Hurricane Joaquin
Hurricane Joaquin is seen approaching the Bahamas in this NOAA GOES East satellite image taken at 09:15 ET (13:15 GMT) September 30, 2015. REUTERS/NOAA/Handout via Reuters

Hurricane Joaquin, the category 4 storm, is wrecking havoc in the central Bahamas as it moves west-southwest before turning towards the north. The extremely dangerous hurricane forced the government of Cuba to issue a tropical storm warning for the provinces of Camaguey, Los Tunas, Holguin and Guantanamo.

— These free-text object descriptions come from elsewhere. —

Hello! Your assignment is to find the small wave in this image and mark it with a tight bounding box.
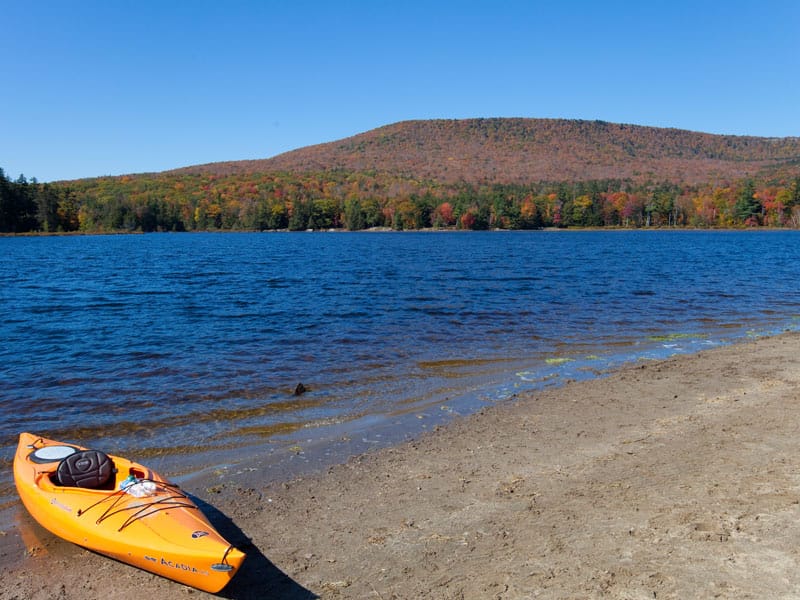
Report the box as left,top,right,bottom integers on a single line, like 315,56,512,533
545,357,574,365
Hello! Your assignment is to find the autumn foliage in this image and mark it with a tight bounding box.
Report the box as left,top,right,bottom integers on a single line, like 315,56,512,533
170,118,800,186
3,119,800,233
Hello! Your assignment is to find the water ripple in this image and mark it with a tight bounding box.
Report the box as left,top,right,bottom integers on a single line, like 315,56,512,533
2,230,800,502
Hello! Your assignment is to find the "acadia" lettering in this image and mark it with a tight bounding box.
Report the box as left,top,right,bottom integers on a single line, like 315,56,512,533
159,557,208,576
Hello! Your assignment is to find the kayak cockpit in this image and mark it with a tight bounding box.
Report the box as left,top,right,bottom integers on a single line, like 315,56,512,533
52,449,117,489
26,438,118,491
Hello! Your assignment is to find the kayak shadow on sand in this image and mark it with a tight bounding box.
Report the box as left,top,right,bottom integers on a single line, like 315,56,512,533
191,495,319,600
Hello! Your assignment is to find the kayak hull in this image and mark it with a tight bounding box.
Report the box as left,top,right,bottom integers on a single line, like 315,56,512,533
13,432,245,593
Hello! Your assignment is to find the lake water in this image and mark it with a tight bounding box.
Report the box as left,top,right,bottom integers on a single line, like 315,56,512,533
2,230,800,508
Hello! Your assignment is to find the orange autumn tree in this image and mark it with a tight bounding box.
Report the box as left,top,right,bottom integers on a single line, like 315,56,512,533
432,202,455,227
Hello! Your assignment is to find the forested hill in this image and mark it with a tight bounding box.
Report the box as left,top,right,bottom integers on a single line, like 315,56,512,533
4,119,800,234
170,118,800,185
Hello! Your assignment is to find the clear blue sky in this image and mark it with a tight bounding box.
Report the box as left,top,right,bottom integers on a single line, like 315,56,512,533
2,0,798,182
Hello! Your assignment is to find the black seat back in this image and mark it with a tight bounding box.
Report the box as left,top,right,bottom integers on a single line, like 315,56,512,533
56,450,114,489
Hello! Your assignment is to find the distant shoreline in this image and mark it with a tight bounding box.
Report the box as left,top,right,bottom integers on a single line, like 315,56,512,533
1,225,791,237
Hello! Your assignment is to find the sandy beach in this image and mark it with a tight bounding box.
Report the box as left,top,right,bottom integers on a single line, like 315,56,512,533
3,332,800,599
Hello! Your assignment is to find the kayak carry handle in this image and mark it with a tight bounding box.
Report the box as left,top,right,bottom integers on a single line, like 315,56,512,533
211,546,237,572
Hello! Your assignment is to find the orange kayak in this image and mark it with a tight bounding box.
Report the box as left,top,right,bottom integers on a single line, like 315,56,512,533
13,432,245,593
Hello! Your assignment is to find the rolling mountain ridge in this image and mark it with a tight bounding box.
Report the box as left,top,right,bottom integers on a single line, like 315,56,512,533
6,119,800,233
170,118,800,184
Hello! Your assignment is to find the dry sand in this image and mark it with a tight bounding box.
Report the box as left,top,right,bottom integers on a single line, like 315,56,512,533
3,332,800,599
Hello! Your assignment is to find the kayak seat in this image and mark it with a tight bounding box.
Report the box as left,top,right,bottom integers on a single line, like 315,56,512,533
55,450,116,489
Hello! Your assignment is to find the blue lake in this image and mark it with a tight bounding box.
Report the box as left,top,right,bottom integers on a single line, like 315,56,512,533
2,230,800,506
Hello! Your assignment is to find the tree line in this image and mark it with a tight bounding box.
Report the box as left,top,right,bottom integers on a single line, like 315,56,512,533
0,169,80,233
2,166,800,233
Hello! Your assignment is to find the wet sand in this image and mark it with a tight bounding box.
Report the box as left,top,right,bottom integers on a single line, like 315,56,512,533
3,332,800,599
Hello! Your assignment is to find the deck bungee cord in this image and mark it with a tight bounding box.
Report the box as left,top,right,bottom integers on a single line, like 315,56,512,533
74,479,198,531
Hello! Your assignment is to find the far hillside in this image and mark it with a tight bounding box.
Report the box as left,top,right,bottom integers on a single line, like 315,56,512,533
3,119,800,233
169,118,800,185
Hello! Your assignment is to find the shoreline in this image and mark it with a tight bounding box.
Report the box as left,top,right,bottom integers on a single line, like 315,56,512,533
4,332,800,598
2,226,796,237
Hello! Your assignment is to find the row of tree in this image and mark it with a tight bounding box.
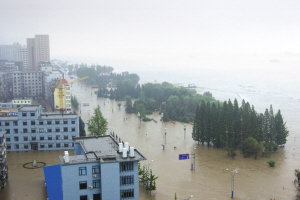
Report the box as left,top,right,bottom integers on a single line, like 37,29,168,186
192,99,289,158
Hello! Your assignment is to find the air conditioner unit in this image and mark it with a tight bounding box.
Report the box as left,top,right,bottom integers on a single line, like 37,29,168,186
61,130,63,132
20,131,23,133
93,174,97,178
89,186,93,189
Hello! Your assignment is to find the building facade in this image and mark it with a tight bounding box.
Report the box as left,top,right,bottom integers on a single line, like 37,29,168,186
0,105,79,151
0,131,8,189
54,79,72,112
43,136,146,200
0,72,13,102
12,71,45,98
27,35,50,71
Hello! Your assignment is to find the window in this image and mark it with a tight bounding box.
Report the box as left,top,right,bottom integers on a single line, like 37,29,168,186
7,145,11,149
64,143,69,148
30,112,35,116
5,129,10,134
39,128,44,133
31,120,35,125
47,120,51,125
63,120,68,124
79,181,87,189
14,137,19,142
23,128,28,133
24,144,28,149
79,167,87,175
56,143,60,148
5,121,9,126
64,135,68,140
40,144,44,149
13,121,18,126
23,121,27,126
24,136,28,141
120,189,134,199
55,128,60,132
93,194,101,200
56,135,60,140
55,120,59,125
92,166,100,174
71,127,75,132
22,112,26,117
80,195,87,200
47,128,52,132
120,175,134,185
93,180,100,188
15,144,19,149
71,119,75,124
40,136,44,141
31,128,36,133
39,121,43,125
48,144,53,148
32,136,36,141
64,127,68,132
6,137,10,142
14,129,18,134
48,135,52,140
120,162,134,172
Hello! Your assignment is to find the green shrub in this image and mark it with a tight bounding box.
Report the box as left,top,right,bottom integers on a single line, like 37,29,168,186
142,117,152,122
146,110,153,115
268,159,276,167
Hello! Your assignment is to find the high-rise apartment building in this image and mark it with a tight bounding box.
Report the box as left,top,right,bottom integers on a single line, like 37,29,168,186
0,43,22,62
27,35,50,71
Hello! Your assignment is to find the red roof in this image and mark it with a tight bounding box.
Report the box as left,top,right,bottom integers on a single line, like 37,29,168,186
55,79,69,87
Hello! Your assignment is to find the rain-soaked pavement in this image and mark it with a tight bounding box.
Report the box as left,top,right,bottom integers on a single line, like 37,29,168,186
0,78,298,200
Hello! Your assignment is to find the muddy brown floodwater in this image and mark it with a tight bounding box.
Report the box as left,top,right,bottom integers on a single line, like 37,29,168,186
0,78,299,200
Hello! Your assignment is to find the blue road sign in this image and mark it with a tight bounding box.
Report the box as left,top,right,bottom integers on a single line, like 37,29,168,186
82,122,85,127
179,154,189,160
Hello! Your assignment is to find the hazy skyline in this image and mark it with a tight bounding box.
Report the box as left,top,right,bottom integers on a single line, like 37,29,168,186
1,0,300,65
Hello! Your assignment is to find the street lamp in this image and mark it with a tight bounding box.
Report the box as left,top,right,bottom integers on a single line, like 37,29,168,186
226,168,239,198
161,112,163,121
164,128,167,144
138,112,141,123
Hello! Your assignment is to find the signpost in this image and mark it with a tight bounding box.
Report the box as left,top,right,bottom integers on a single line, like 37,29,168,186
179,154,195,170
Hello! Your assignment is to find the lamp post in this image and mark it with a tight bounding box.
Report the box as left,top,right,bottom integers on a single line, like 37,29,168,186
164,128,167,144
143,160,154,187
138,112,141,123
226,168,239,198
184,124,186,138
161,112,164,121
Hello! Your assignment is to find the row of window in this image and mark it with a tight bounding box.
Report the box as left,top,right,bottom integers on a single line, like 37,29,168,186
120,162,134,172
1,119,76,125
6,135,75,142
1,127,76,134
80,193,101,200
120,175,134,185
79,166,100,175
121,189,134,199
79,180,100,189
7,143,73,150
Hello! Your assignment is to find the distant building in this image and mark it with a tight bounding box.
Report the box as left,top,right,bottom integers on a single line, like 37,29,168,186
12,98,33,107
27,35,50,71
54,79,72,112
43,135,146,200
0,105,79,151
0,131,8,189
0,72,13,101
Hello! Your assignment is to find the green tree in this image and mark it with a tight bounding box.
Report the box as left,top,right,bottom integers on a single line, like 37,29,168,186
79,117,86,137
118,103,122,109
87,105,108,136
294,169,300,199
268,159,276,167
125,96,134,113
274,110,289,145
146,169,158,193
242,137,264,159
192,105,201,143
135,103,146,119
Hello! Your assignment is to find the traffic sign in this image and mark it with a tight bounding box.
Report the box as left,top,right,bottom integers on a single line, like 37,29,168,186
179,154,189,160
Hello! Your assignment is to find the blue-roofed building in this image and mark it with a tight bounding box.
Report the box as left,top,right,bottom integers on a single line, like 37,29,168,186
0,105,79,151
44,135,146,200
0,131,8,189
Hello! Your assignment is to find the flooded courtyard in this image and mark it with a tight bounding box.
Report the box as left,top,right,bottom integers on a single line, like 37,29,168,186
0,77,299,200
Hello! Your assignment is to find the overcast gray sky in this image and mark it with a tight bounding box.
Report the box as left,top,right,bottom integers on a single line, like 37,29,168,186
1,0,300,63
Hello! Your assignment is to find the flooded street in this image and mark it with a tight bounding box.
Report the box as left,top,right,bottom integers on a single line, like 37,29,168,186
0,71,299,200
72,79,299,200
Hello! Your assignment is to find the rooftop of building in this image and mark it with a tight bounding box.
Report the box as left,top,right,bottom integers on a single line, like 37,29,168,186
59,135,146,165
18,105,41,112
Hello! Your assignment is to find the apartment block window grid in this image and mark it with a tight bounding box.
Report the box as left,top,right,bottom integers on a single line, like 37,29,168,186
120,189,134,199
120,175,134,185
120,162,134,172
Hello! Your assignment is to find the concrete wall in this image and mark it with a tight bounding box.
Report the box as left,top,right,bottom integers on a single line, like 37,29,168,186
61,162,101,200
101,162,120,200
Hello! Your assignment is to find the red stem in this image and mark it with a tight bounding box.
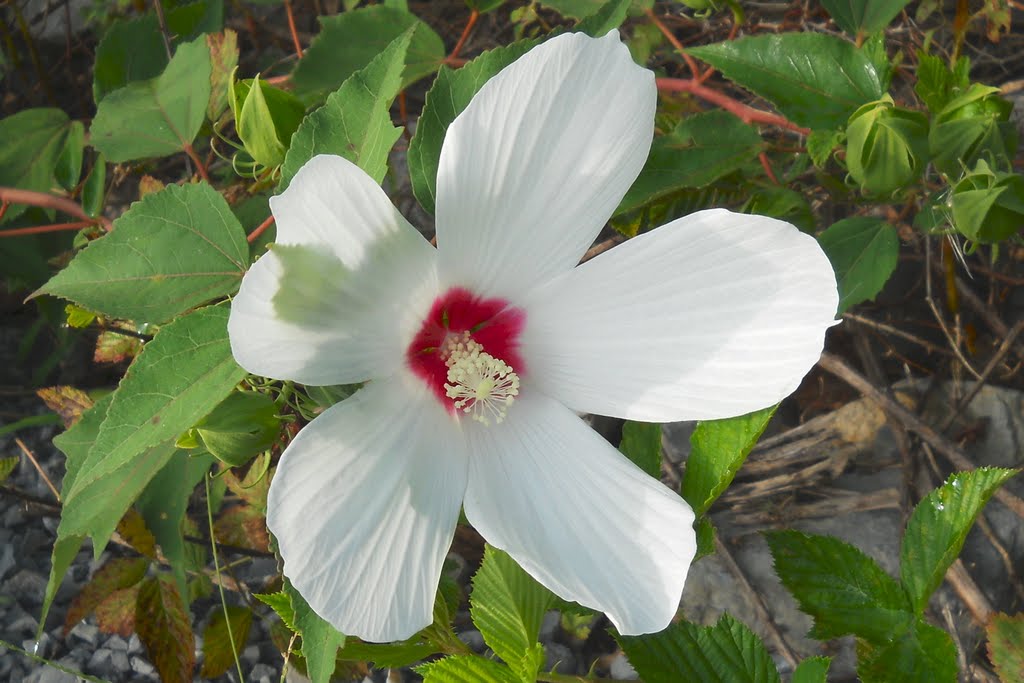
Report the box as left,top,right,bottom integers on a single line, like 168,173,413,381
758,151,780,184
183,143,211,183
284,0,304,59
0,220,95,237
0,187,113,231
645,8,701,79
448,10,479,62
248,214,275,244
655,77,811,135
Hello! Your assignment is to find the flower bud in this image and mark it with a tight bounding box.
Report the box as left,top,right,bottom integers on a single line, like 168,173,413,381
845,95,929,195
229,72,306,169
929,84,1018,178
950,159,1024,243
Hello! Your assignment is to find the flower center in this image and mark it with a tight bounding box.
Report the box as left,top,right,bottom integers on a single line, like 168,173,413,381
443,333,520,425
406,288,526,423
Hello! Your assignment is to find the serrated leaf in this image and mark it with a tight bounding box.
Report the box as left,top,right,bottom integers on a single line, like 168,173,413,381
291,5,444,102
618,421,661,478
137,452,213,598
96,584,142,636
915,53,970,114
94,328,143,364
201,605,253,678
285,581,345,683
817,217,897,315
417,655,520,683
116,508,158,558
37,183,247,323
616,111,762,215
987,613,1024,683
681,405,776,517
214,504,270,552
694,516,716,561
67,307,245,501
64,557,147,634
471,545,555,682
256,591,297,632
136,575,195,683
574,0,631,36
688,34,883,130
806,129,842,168
765,530,912,643
858,619,957,683
617,613,780,683
37,386,93,429
792,656,831,683
336,638,438,668
53,393,113,495
280,29,412,190
409,37,541,215
55,121,85,192
90,37,211,162
92,0,223,102
821,0,911,35
0,108,73,223
900,468,1017,614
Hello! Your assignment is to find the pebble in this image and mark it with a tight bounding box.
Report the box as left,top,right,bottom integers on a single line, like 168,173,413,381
110,650,129,673
6,569,48,606
104,635,128,651
250,662,278,683
0,543,16,580
68,622,99,647
544,642,575,674
127,633,143,655
85,648,111,671
539,610,561,641
609,652,638,680
130,655,156,677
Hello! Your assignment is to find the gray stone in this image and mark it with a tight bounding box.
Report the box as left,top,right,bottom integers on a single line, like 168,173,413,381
130,656,156,677
543,642,575,674
539,610,561,642
0,543,16,580
608,652,637,680
7,611,40,635
249,663,278,683
104,635,128,651
110,650,130,673
85,649,112,672
127,633,143,655
7,569,47,606
242,643,261,664
23,666,78,683
456,629,485,652
68,622,100,647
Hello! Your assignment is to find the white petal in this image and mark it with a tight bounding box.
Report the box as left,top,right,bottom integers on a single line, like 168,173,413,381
435,31,655,300
229,155,438,384
519,210,839,421
463,391,695,635
267,376,468,643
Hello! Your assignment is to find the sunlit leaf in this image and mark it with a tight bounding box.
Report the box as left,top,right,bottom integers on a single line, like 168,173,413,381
417,654,520,683
285,581,346,683
820,0,911,35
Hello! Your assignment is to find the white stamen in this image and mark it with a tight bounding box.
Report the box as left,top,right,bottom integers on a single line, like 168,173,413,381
443,333,519,426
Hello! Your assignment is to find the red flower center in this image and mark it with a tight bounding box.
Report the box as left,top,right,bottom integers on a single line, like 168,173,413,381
406,287,526,414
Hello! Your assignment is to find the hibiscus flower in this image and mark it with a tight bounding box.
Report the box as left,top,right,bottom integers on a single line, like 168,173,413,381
228,30,838,643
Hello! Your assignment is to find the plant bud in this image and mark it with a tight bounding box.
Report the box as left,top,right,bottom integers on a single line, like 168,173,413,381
929,84,1018,178
845,95,929,195
950,159,1024,243
229,72,306,169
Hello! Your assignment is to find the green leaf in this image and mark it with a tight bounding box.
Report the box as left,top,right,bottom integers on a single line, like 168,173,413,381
914,52,969,113
471,545,554,682
285,581,346,683
681,405,776,517
618,421,661,478
616,111,762,215
987,613,1024,683
207,30,238,121
832,210,896,273
816,216,897,314
409,37,541,215
792,656,831,683
336,638,439,668
617,614,780,683
90,36,212,162
92,0,223,102
82,153,107,218
137,451,213,596
194,391,279,466
0,456,17,483
0,108,73,223
844,96,929,195
233,75,306,168
36,182,248,324
38,537,86,641
688,33,883,130
280,29,412,190
900,468,1017,614
574,0,631,35
858,619,958,683
55,121,85,192
806,129,842,168
201,606,253,678
291,5,444,103
765,530,912,643
417,655,520,683
466,0,506,11
541,0,649,20
256,591,297,632
820,0,911,35
135,574,196,683
68,306,246,501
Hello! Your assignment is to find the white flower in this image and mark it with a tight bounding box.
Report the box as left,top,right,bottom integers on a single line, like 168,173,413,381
228,31,838,643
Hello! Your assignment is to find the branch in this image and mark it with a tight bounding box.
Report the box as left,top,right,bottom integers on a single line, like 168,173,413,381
655,77,810,136
0,187,112,231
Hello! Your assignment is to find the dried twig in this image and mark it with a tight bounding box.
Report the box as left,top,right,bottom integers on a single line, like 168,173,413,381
14,438,60,501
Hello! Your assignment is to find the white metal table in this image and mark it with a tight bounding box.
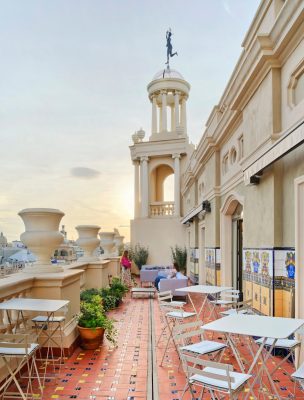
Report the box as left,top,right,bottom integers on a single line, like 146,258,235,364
175,285,232,320
0,298,69,330
0,298,69,381
202,314,304,399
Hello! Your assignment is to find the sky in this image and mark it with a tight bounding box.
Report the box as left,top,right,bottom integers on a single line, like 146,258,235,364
0,0,260,242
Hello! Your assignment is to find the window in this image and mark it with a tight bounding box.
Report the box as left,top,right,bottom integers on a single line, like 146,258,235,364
230,147,237,164
288,58,304,108
238,135,244,160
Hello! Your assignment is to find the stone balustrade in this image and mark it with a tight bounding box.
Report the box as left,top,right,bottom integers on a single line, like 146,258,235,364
150,201,175,217
0,257,120,349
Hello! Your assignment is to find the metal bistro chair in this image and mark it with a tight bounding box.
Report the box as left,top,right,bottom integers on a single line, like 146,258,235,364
156,290,186,347
209,289,240,320
254,336,301,378
32,314,66,381
220,299,253,317
174,320,227,362
181,353,252,400
0,333,43,400
291,361,304,392
173,320,227,388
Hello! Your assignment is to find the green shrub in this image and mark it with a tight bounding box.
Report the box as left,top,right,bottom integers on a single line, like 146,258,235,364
80,288,100,303
129,243,149,270
171,245,187,273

According to the National Hurricane Center, a hurricane warning is in effect for central Bahamas; northwestern Bahamas, including the Abacos, Berry Islands, Eleuthera, Grand Bahama Island and New Providence; The Acklins, Crooked Island and Managuan in the southeastern Bahamas. Bimini and Andros Islands are under a hurricane watch.

Despite its expected northward trend, the odds of Joaquin making landfall in the East Coast are dwindling, according to the Weather Channel. It noted that the best chance for the hurricane to make an East Coast landfall would be in New England, however it would probably do so as a tropical storm instead of a hurricane.

Hurricane Joaquin has maximum sustained winds at nearly 130 mph with higher gusts. "Some additional strengthening is possible tonight [1 October] and Friday [2 October], with some fluctuations in intensity possible Friday night and Saturday," the NHC stated. Infrared satellite imagery revealed the hurricane is attempting to clear out a distinct eye, which points to its continued intensification.

According to the Weather Channel, the hurricane is passing slowly close to several islands in the Caribbean, which may contribute to a catastrophic situation on the ground. Due to complicated atmospheric pattern, Hurricane Joaquin's trajectory is difficult to predict. Several forecasts have the storm making a US landfall, while others predict it will move northeastward to open waters.

What is for sure, is that Joaquin is expected to produce several inches of rainfall. Central Bahamas is expected to receive between 10 to 15 inches of rain, with isolated maximum amounts of 20 inches. Southeastern Bahamas, meanwhile, is expected to get 5 to 10 inches and northwestern Bahamas is expected to get 2 to 4 inches of rain. Cuba, Haiti and the Dominican Republic may also receive some rain in the next 24 to 48 hours.